The fear didn’t leave him – it clawed at his mind, whispering that he’d fall, that the darkness would swallow him whole, but down he went.
It took a great amount of time and effort, but he eventually reached a ledge with a cavern Spirit wanted him to enter. He sighed in relief, as that massive hole seemed to continue forever, and he had no desire to climb down it further.
He knew caverns well. All people of this world did. Caves and caverns in the porous mountains were the bulk of their homes, their villages, their towns, their cities. Their safety. Their relief from the burning fog and rain.
He entered a cavern system unlike any he knew, free of all life. Nothing glowed at all, a pitch blackness, and everything seemed far more dry than usual, free of all moisture.
And hot. The air was stifling hot, making it hard to breathe, and his skin itched terribly, the sensation growing worse.

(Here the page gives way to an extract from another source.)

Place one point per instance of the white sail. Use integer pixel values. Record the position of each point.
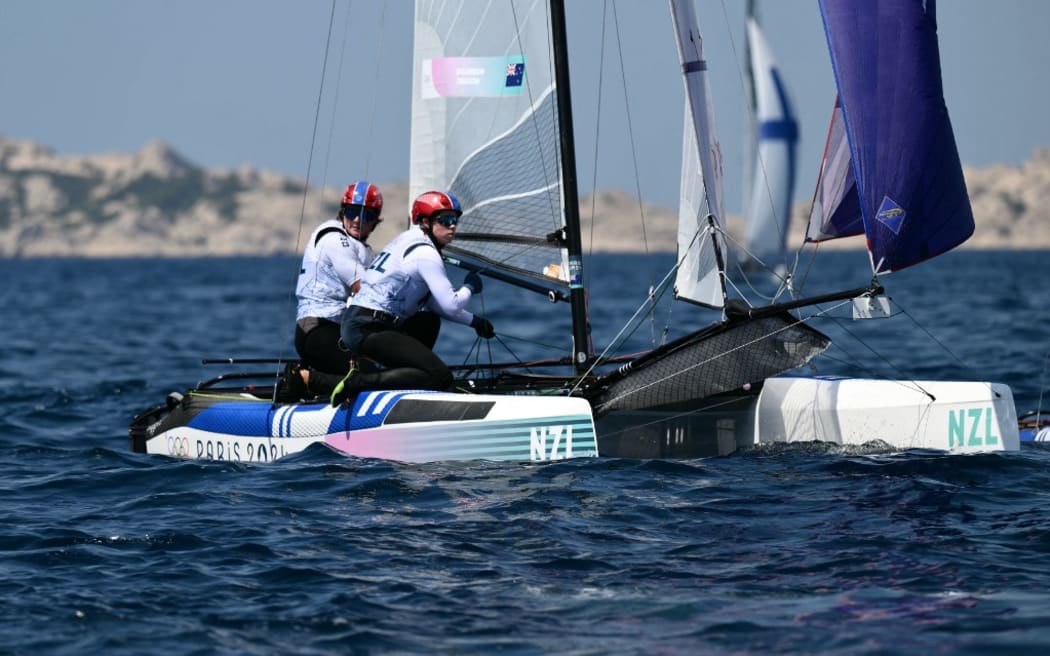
(773, 169)
(484, 126)
(700, 276)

Spirit led him through the strange cavern system, always downward, and for a long while.
He had a mind for stuff like this, but if Spirit left him, not only wouldn’t he be able to see anything, but even if he could, he doubted he’d find his way back through this twisting system, know when to climb up a rift, or which to take.
After hanging from a hole in a large chamber, he let go of a ledge, and his feet landed on something strange, something much harder and far smoother than the rock of all the caverns he passed, and what he stood upon should still be – pumice, scoria, or tuff.
As he glanced down at the strange surface beneath his feet, Spirit said, “Welcome to the Steadfast.”